Am andern Morgen ordnete ich meine Angelegenheiten, versorgte mich mit einem bescheidenen aber völlig ausreichenden Portefeuille, packte meinen leichten Handkoffer, und nachdem ich der ganz verblüfft aussehenden Haushälterin die Sorge für mein Heim anvertraut hatte, machte ich mich auf den Weg und war in weniger als einer Stunde in der Hauptstadt.

Ohne mich aufzuhalten, winkte ich einen Kutscher heran und befahl ihm, mich sofort nach dem Südbahnhof zu fahren. Ich reiste über Bordeaux und erreichte Arcachon schon am andern Morgen. Nachdem ich ein köstlich erfrischendes Seebad genommen und darauf vortrefflich gefrühstückt hatte, lenkte ich meine Schritte der Reede zu. Dort fand ich einen Dampfer, der grade nach Santander abgehen sollte, – rasch entschlossen löste ich eine Fahrkarte. Der Anker wurde gelichtet. Schon am Spätnachmittag trug eine leichte, vom Lande wehende Brise uns den Duft blühender Orangenbäume entgegen, und bald darauf sahen wir die spanische Küste, an der das reizende Städtchen Santander von grünen Hügeln umschlossen uns entgegenwinkte.

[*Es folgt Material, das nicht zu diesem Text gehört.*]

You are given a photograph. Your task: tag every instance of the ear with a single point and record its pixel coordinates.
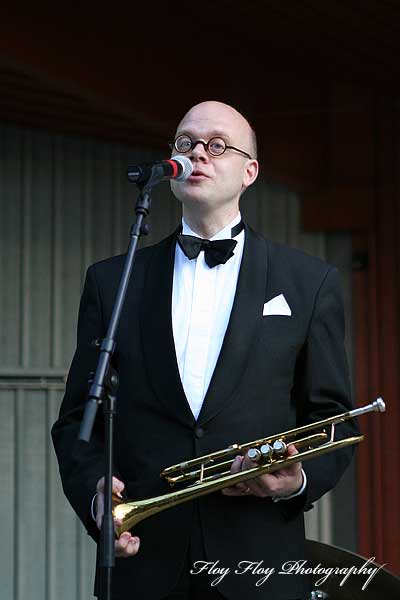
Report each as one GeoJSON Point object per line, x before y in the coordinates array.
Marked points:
{"type": "Point", "coordinates": [251, 173]}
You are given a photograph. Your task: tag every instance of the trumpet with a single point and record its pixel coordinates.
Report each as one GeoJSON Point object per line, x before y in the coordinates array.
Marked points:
{"type": "Point", "coordinates": [211, 472]}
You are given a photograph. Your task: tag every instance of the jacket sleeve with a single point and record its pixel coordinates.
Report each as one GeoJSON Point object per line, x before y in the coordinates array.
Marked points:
{"type": "Point", "coordinates": [81, 464]}
{"type": "Point", "coordinates": [322, 389]}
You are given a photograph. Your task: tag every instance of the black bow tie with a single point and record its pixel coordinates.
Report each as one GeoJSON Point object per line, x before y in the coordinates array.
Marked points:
{"type": "Point", "coordinates": [216, 252]}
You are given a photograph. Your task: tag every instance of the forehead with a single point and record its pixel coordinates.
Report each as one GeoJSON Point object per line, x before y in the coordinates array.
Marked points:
{"type": "Point", "coordinates": [205, 121]}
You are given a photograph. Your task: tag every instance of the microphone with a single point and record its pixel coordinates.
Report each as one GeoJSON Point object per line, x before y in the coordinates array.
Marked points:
{"type": "Point", "coordinates": [178, 168]}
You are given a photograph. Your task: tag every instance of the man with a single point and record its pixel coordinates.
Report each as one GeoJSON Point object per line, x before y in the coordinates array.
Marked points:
{"type": "Point", "coordinates": [216, 353]}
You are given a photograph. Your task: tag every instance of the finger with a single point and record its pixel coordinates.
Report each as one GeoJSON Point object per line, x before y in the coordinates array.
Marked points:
{"type": "Point", "coordinates": [117, 485]}
{"type": "Point", "coordinates": [127, 545]}
{"type": "Point", "coordinates": [99, 509]}
{"type": "Point", "coordinates": [233, 491]}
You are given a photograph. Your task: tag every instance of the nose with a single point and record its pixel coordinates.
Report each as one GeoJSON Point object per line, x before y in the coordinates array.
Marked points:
{"type": "Point", "coordinates": [199, 151]}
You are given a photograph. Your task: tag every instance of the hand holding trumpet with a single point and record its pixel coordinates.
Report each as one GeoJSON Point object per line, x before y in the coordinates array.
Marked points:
{"type": "Point", "coordinates": [281, 483]}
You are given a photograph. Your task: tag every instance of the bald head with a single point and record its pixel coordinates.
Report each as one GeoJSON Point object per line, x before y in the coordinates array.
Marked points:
{"type": "Point", "coordinates": [221, 118]}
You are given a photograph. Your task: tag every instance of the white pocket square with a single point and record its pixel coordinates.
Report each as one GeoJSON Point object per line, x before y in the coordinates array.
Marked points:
{"type": "Point", "coordinates": [277, 306]}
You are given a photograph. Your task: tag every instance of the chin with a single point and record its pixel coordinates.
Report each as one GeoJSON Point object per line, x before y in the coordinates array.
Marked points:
{"type": "Point", "coordinates": [192, 195]}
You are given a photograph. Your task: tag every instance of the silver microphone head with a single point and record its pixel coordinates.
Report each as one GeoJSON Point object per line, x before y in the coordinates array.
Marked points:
{"type": "Point", "coordinates": [187, 167]}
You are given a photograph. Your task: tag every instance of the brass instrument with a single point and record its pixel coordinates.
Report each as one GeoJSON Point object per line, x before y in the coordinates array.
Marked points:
{"type": "Point", "coordinates": [211, 472]}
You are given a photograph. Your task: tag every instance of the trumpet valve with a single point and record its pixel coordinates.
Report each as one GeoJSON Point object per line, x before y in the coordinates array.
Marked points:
{"type": "Point", "coordinates": [254, 455]}
{"type": "Point", "coordinates": [267, 452]}
{"type": "Point", "coordinates": [279, 447]}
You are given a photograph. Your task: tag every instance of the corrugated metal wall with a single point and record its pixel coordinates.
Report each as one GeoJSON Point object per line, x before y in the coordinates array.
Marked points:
{"type": "Point", "coordinates": [64, 203]}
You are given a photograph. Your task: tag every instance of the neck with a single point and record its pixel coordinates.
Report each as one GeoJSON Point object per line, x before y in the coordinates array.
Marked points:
{"type": "Point", "coordinates": [208, 224]}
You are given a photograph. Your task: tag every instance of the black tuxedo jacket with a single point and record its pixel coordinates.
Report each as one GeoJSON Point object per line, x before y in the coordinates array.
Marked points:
{"type": "Point", "coordinates": [273, 373]}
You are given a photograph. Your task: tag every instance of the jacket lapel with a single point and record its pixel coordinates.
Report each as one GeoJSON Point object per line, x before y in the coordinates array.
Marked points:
{"type": "Point", "coordinates": [157, 334]}
{"type": "Point", "coordinates": [244, 323]}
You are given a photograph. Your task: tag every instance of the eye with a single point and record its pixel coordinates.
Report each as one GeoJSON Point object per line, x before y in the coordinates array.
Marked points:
{"type": "Point", "coordinates": [183, 143]}
{"type": "Point", "coordinates": [216, 146]}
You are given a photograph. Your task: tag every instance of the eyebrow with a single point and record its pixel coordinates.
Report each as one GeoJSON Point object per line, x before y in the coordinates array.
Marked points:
{"type": "Point", "coordinates": [214, 133]}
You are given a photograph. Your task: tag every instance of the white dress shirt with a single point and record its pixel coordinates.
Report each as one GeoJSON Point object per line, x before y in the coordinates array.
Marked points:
{"type": "Point", "coordinates": [202, 300]}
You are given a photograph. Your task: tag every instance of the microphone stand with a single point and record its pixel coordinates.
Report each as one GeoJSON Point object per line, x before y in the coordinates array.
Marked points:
{"type": "Point", "coordinates": [103, 388]}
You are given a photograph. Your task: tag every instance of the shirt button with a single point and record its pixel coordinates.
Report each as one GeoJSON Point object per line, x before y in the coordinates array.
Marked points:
{"type": "Point", "coordinates": [199, 432]}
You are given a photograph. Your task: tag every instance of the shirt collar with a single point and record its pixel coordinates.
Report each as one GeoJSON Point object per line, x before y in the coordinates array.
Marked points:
{"type": "Point", "coordinates": [220, 235]}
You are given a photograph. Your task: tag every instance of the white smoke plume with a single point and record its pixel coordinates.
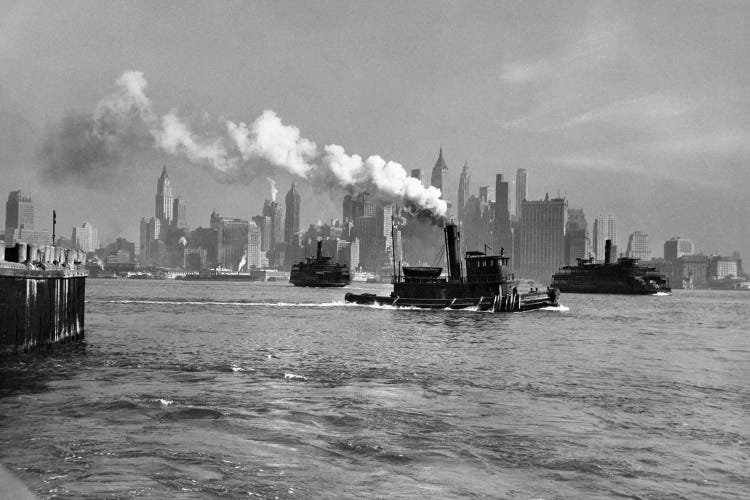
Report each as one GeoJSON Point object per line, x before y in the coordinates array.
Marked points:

Der Abend tauchte das Meer in tiefviolette Töne, während es im Westen von der untergehenden Sonne wie mit Gold übergossen schien. Unser Schiff suchte seinen Weg durch die den Hafen erfüllenden Fahrzeuge, eine von dem Landungsplatze ausgeworfene hölzerne Brücke fiel auf den Bug, und dem Beispiele der andern Passagiere folgend, ging ich sofort an Land und befand mich bald auf dem von der Abendsonne erhellten Kai inmitten einer mir völlig neuen Umgebung.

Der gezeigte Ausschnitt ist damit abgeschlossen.